La plage où nous nous trouvons, dans l’ouest de la Nouvelle-Calédonie, a été surnommée «Lapita». Le lieu-dit a donné son nom à une mystérieuse culture, à laquelle le musée du Quai- Branly à Paris consacre une exposition qui va durer deux mois (1), avant que les pièces ne s’en retournent au musée de Nouméa. Retenez le mot Lapita. La localisation de ces fragments et leur datation, explique Christophe Sand, ont fait exploser les certitudes acquises sur l’histoire des myriades d’îles que porte cet océan et leur peuplement humain. Et ce n’est pas fini : Lapita est une grande énigme qui parcourt l’Océanie. Cet archéologue de 46 ans s’est retrouvé au cœur de cette recherche à un moment crucial de l’histoire d’un pays qui, il y a une vingtaine d’années, sortait d’un climat de guerre civile.

A Nouméa, comme dans les villages, les jeunes Caldoches ou Kanaks sortent ensemble en boîte. Désormais, sur fond d’essor économique, grâce aux ressources minières, la réconciliation entre les communautés d’origine européenne et indigène est spectaculaire. Il n’empêche, elles regardent de près les découvertes sur cette civilisation fondatrice, qui bousculent les idées reçues sur lesquelles se fondent les sentiments identitaires.

Rêves par strates

Aujourd’hui, Christophe Sand arpente cette plage, proche du village de Koné. Hier, c’était un autre site, de l’autre côté de l’archipel, où la présence d’une source justifie celle d’une très ancienne habitation humaine. Quand il avait 19 ans, il faisait les mêmes découvertes à Wallis, autre territoire français en Polynésie, à 2 000 kilomètres de là. Au fil des décennies, des fragments de ces poteries ont été retrouvés en des centaines d’endroits, sur la Grande Terre de Nouvelle-Calédonie, sur les îles périphériques, et jusque dans les confettis de Mélanésie et Polynésie occidentale. Toujours sur les plages. De l’archipel de Bismarck, en Papouasie-Nouvelle-Guinée, à Samoa et Tonga, en Polynésie, sur près de 5 000 km, existait donc une aire commune de culture et d’échanges que personne n’avait jamais imaginée. Et qui est loin d’avoir livré tous ses secrets.

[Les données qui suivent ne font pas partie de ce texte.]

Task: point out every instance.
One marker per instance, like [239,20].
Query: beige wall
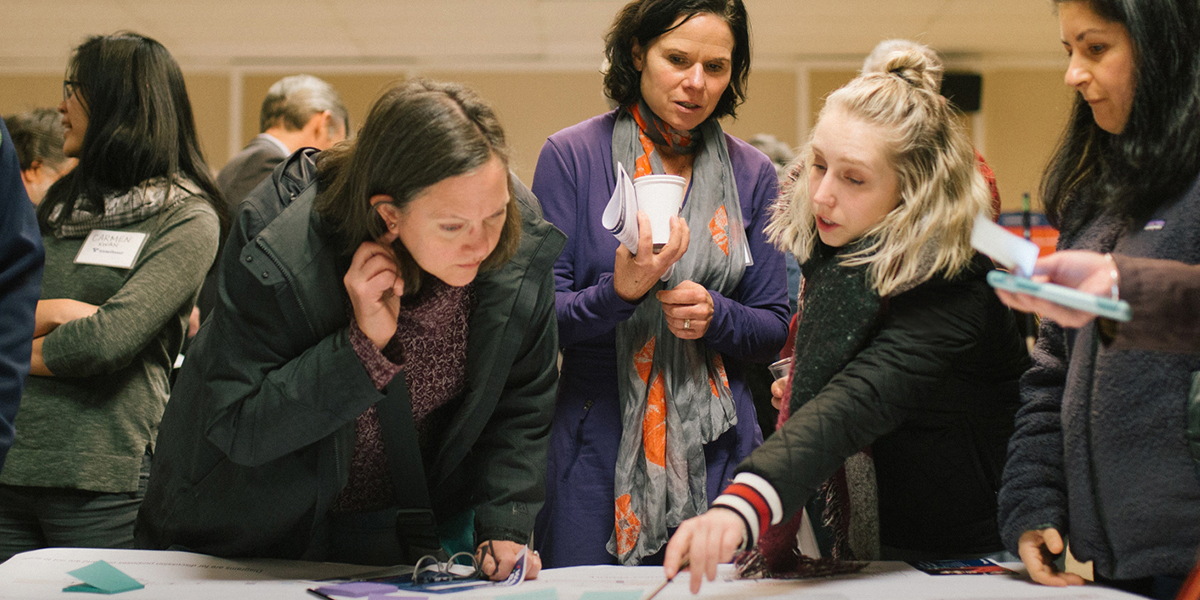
[1024,111]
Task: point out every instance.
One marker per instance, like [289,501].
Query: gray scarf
[675,395]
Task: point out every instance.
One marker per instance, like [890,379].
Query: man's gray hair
[879,58]
[293,100]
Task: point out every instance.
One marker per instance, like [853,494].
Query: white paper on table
[621,215]
[1006,249]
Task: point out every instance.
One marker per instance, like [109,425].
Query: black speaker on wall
[964,90]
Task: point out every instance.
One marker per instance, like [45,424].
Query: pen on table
[669,580]
[1031,334]
[318,594]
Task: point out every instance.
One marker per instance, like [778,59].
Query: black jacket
[933,393]
[257,438]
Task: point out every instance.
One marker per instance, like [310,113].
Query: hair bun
[915,69]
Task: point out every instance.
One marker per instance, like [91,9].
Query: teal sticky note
[541,594]
[101,577]
[611,595]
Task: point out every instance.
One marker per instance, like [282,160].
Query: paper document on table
[1006,249]
[621,215]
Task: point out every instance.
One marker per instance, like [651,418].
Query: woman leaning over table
[653,412]
[106,336]
[377,381]
[1105,447]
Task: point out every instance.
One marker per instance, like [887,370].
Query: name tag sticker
[111,249]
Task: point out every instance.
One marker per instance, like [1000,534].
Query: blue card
[101,577]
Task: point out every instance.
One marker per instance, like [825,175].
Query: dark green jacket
[257,438]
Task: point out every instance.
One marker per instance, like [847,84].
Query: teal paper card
[101,577]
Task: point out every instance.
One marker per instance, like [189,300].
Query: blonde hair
[940,186]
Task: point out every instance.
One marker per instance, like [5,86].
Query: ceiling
[249,34]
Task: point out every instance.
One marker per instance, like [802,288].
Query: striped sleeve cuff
[755,501]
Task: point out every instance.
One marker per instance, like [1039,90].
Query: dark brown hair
[417,133]
[643,21]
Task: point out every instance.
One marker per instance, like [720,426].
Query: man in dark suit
[298,112]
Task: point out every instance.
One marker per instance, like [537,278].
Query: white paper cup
[660,197]
[780,369]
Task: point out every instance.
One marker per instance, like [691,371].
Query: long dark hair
[139,126]
[417,133]
[1157,156]
[643,21]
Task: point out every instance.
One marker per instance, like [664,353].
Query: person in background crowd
[37,136]
[21,279]
[901,345]
[298,112]
[1104,450]
[875,61]
[378,381]
[653,412]
[1164,297]
[108,328]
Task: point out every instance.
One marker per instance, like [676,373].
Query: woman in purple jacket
[653,412]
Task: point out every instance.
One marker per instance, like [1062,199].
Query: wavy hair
[417,133]
[1157,156]
[643,21]
[139,126]
[941,190]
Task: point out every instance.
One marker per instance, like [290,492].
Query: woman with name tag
[654,412]
[901,346]
[378,378]
[129,237]
[1107,449]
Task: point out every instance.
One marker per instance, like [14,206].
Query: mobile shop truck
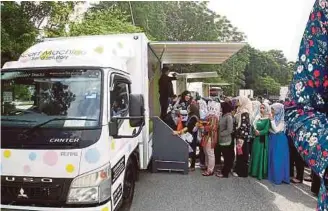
[75,122]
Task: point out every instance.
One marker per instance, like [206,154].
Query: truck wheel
[129,184]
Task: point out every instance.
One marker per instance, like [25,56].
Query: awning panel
[195,52]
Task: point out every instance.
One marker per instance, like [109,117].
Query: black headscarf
[226,107]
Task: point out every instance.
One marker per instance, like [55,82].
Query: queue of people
[265,147]
[250,135]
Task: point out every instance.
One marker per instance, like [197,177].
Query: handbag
[262,139]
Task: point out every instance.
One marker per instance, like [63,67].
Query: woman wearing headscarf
[259,158]
[191,128]
[307,118]
[242,134]
[255,112]
[225,139]
[278,171]
[209,139]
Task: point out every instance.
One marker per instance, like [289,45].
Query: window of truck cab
[119,96]
[30,97]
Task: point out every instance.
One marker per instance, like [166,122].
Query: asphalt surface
[177,192]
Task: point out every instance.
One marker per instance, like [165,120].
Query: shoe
[207,173]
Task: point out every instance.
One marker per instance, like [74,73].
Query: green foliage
[17,32]
[160,20]
[102,22]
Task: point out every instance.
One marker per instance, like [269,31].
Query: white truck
[83,132]
[246,92]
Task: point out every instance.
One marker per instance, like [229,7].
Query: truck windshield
[69,98]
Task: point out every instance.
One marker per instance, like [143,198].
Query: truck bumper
[105,207]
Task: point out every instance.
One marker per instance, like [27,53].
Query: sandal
[203,168]
[294,180]
[219,174]
[207,173]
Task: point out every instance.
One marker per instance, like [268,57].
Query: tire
[129,184]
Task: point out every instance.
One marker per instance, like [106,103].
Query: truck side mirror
[136,110]
[113,127]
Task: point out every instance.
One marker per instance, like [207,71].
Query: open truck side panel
[92,167]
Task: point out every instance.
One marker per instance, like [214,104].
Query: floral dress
[306,114]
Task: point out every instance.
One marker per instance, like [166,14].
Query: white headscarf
[214,108]
[265,115]
[267,111]
[202,108]
[256,110]
[244,106]
[279,112]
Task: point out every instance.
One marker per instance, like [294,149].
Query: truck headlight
[92,187]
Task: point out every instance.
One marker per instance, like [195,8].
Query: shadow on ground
[176,192]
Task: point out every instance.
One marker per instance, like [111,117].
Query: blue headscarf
[279,112]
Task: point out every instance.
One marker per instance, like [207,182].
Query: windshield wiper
[30,130]
[16,120]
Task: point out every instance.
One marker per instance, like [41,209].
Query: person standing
[165,90]
[225,139]
[209,140]
[242,134]
[191,128]
[308,118]
[278,171]
[259,158]
[255,112]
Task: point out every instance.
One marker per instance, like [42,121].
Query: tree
[17,32]
[108,21]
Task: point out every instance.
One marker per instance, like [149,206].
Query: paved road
[175,192]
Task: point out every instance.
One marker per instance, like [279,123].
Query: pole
[131,14]
[233,79]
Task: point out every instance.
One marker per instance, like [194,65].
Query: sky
[268,24]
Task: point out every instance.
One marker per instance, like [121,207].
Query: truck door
[119,105]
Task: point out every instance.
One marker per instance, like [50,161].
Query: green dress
[259,158]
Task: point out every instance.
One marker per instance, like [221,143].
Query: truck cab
[70,130]
[75,119]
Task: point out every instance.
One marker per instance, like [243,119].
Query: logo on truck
[22,194]
[29,179]
[64,140]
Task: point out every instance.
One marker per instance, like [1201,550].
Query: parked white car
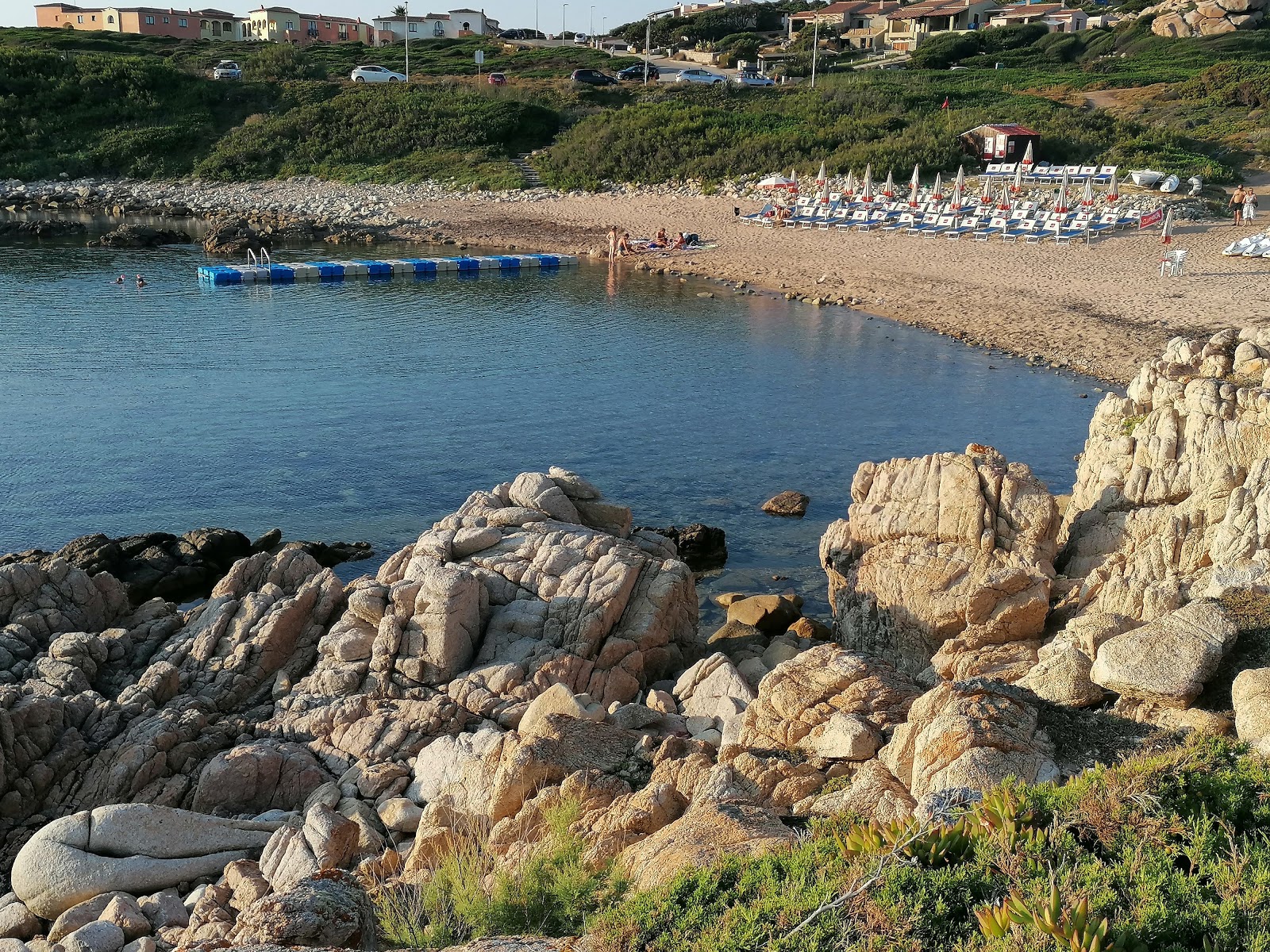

Loin de se douter qu’il serait un jour engagé dans une telle remise en cause des connaissances sur l’Océanie, Christophe Sand savait «dès 8 ans» qu’il voulait devenir archéologue. S’entendre dire que la coupole de Saint-Pierre, à Rome, avait été construite sur la basilique du Ve siècle de Constantin, elle-même édifiée sur la sépulture de saint Pierre, en bordure du cirque de Caligula, lui avait ouvert les portes du rêve. Etrange garçon, se dit-on, qui rêve par strates. Aujourd’hui un scientifique - qui préfère le terrain à l’enceinte d’une université -, souriant, disert et au discours remarquablement didactique. D’une famille dont les origines mêlées remontent en Nouvelle-Calédonie, il a fait ses débuts à Wallis après de rapides études à la Sorbonne. Puis, il a passé du temps sur les plages, «à faire la fête, pêcher et chasser en brousse», avant de se mettre sérieusement au boulot, pour ce qui allait prendre les allures d’une monomanie.

Premiers habitants

Il y a un siècle, raconte Christophe Sand, un géologue, Maurice Piroutet, longeant cette baie corallienne qui ne portait pas encore le nom de Lapita, avait déjà trouvé des tessons dont «la décoration originale ne lui rappelait en rien les poteries kanakes, même anciennes». Il s’interrogeait sur ces «imbrications incisées» qui lui faisaient penser aux vases corinthiens de l’Antiquité grecque ou aux palmettes dessinées par les Etrusques. A proximité, il avait ramassé des silex taillés et des outils en pierre, postulant que ces traces avaient pu être léguées par «les premiers habitants de Nouvelle-Calédonie».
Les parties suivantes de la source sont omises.